Leaving the abuse

*trigger warning

I never thought I would be exposed to domestic violence because I’m so strong minded and kind hearted, but here I am. The only form of an abusive relationship was what I saw on television, where there were no happy moments in the relationship and the victim was always in fear. When our relationship is good, it’s great. I can see his potential and I make excuses for his brokenness since he was also a victim of abuse during his childhood. It started with breaking my things, destroying the house, and disgusting name calling.
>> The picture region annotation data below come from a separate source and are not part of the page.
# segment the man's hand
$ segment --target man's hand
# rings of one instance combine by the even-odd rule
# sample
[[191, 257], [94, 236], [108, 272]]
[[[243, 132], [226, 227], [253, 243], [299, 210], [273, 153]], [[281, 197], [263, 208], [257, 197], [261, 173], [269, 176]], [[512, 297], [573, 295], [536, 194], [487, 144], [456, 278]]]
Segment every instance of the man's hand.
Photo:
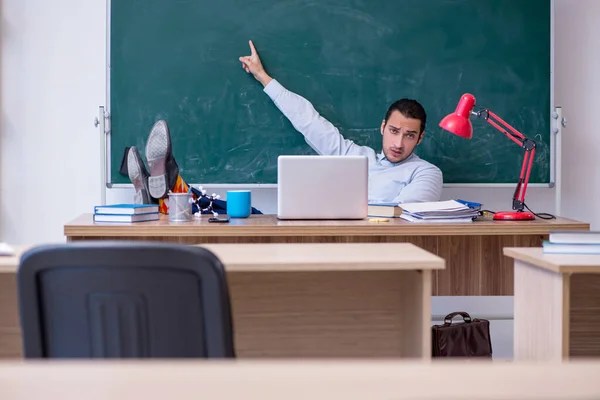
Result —
[[249, 43], [251, 54], [249, 56], [240, 57], [240, 61], [242, 62], [242, 68], [244, 68], [246, 72], [254, 75], [254, 78], [256, 78], [256, 80], [260, 83], [262, 83], [263, 86], [267, 86], [269, 82], [273, 80], [273, 78], [271, 78], [265, 72], [262, 63], [260, 62], [260, 57], [258, 56], [256, 49], [254, 48], [252, 40], [250, 40]]

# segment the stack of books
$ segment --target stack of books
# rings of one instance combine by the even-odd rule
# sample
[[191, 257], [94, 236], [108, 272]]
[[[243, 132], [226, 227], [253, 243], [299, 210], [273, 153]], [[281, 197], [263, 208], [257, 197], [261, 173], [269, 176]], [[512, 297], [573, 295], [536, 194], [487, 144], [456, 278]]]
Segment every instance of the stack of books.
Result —
[[600, 232], [552, 231], [542, 247], [549, 254], [600, 254]]
[[158, 204], [111, 204], [94, 207], [94, 222], [144, 222], [158, 219]]
[[403, 204], [370, 204], [370, 217], [402, 218], [410, 222], [471, 222], [479, 215], [481, 204], [468, 206], [456, 200]]

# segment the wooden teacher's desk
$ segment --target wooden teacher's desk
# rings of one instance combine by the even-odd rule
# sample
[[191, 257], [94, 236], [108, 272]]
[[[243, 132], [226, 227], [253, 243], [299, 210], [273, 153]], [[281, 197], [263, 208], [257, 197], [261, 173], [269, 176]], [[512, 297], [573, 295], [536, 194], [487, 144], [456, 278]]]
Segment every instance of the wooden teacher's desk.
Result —
[[409, 242], [446, 260], [434, 272], [437, 296], [511, 296], [512, 260], [504, 247], [537, 247], [553, 230], [589, 230], [588, 223], [566, 218], [423, 224], [393, 218], [390, 222], [281, 221], [275, 215], [251, 215], [229, 224], [209, 223], [208, 216], [185, 223], [94, 224], [84, 214], [65, 225], [67, 240], [158, 240], [180, 243], [347, 243]]
[[504, 254], [515, 263], [515, 360], [600, 357], [600, 254]]
[[[227, 272], [238, 357], [431, 357], [440, 257], [410, 243], [202, 246]], [[21, 355], [18, 262], [0, 257], [0, 358]]]

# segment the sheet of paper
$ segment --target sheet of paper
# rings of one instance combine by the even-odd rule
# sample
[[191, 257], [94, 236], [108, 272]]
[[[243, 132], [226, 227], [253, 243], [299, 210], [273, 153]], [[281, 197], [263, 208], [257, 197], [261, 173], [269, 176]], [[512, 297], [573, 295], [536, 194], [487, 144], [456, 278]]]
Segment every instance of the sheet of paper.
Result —
[[408, 212], [418, 213], [427, 211], [468, 210], [469, 207], [456, 200], [430, 201], [423, 203], [404, 203], [399, 206]]

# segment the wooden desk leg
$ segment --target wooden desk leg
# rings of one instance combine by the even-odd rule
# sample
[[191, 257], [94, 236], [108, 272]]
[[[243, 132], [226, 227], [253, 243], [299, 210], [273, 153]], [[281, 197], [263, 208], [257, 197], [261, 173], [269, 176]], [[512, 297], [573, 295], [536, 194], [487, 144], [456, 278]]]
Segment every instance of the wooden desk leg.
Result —
[[569, 278], [515, 260], [515, 361], [568, 357]]
[[0, 359], [21, 358], [16, 274], [0, 274]]
[[571, 275], [570, 357], [600, 357], [600, 275]]

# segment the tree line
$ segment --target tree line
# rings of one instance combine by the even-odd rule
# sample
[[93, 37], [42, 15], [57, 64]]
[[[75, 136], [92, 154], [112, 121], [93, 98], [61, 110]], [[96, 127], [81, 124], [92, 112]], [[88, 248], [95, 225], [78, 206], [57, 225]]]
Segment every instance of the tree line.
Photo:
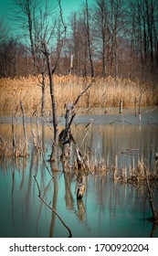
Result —
[[58, 75], [157, 81], [157, 0], [84, 0], [68, 16], [58, 2], [13, 0], [18, 34], [9, 36], [0, 21], [1, 78], [44, 72], [47, 41]]

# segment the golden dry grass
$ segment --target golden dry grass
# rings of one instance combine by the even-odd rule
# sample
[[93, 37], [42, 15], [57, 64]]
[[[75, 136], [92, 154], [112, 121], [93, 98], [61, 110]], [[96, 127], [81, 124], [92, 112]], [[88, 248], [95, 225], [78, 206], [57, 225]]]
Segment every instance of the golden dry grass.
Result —
[[[40, 78], [38, 78], [40, 79]], [[0, 80], [0, 110], [16, 111], [19, 101], [26, 111], [40, 111], [41, 86], [37, 77]], [[68, 101], [74, 101], [78, 95], [90, 82], [90, 79], [76, 76], [54, 76], [55, 95], [58, 108], [63, 108]], [[134, 107], [142, 91], [142, 106], [154, 105], [158, 102], [158, 88], [131, 80], [111, 77], [96, 78], [92, 86], [79, 99], [79, 107], [117, 107], [122, 100], [123, 107]], [[48, 79], [47, 78], [46, 113], [51, 110]]]

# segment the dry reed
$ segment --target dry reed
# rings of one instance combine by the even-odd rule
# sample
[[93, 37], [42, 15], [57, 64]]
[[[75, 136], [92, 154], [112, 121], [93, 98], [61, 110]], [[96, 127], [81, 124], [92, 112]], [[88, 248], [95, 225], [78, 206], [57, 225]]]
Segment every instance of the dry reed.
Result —
[[[24, 104], [27, 114], [40, 111], [42, 90], [40, 77], [0, 80], [0, 110], [18, 111], [19, 101]], [[48, 78], [46, 79], [45, 112], [51, 113]], [[74, 102], [80, 91], [90, 82], [90, 78], [76, 76], [54, 76], [57, 108], [63, 108], [68, 101]], [[118, 107], [122, 101], [123, 107], [134, 107], [142, 93], [142, 106], [158, 102], [158, 89], [131, 80], [111, 77], [96, 78], [92, 86], [79, 100], [79, 107]], [[19, 110], [20, 111], [20, 110]]]

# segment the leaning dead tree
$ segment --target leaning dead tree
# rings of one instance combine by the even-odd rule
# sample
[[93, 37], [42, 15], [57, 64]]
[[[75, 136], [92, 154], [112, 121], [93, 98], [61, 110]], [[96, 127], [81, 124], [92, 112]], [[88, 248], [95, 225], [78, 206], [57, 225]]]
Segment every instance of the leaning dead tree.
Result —
[[50, 98], [51, 98], [51, 106], [52, 106], [52, 114], [53, 114], [53, 126], [54, 126], [54, 140], [52, 144], [52, 151], [50, 155], [50, 161], [54, 161], [56, 158], [56, 149], [58, 143], [58, 125], [57, 119], [57, 109], [56, 109], [56, 101], [54, 94], [54, 84], [53, 84], [53, 76], [52, 76], [52, 66], [51, 66], [51, 58], [50, 53], [47, 49], [47, 42], [42, 42], [43, 46], [43, 53], [47, 59], [47, 70], [48, 70], [48, 78], [49, 78], [49, 89], [50, 89]]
I kept giving myself boundaries, “if he touches me, I’m gone.” Next came the hair pulling and throwing things at me. “If he hits me, I’m gone.” Then a few times when he’s extremely upset, it turned into being back handed a few times to the point where I thought I blacked out. I still stayed. I still gave him nothing but unconditional love. I tried to remain perfect and do everything to his standard. Everytime I seriously consider leaving, we go back to normal and It’s good again. I have been at the hand of his abuse and constant anxiety for 7 years now. Last night due to an incident my mother found out about this abuse and tomorrow she is helping/forcing me to leave. Leaving is bitter sweet because I love him but I can feel the weight preparing to lift off of my shoulders. A piece of me also hurts for him. I really thought I could be the person to make a difference in his life. I allowed myself to be dependent on him. I live in his home and I quit my career to return to school with his promise he would help me financially. I only work twice a week due to my full time class schedule and I have $2,700 in tuition due plus the cost of books. I have nothing to my name except for my dog, mattress, and clothing that I am taking. I am afraid that I am not strong enough and that I won’t be able to survive. I have been on my own since I was 17 and my mom doesn’t fully have the resources to help me. I didn’t grow up in a cookie cutter home where I can return to my own room. I am appreciative of the small space in my younger siblings room that my mom is able to give me.

Any advice or support is greatly appreciated and needed. I am a very private person and besides my mom, I don’t have a support group due to hiding my struggle.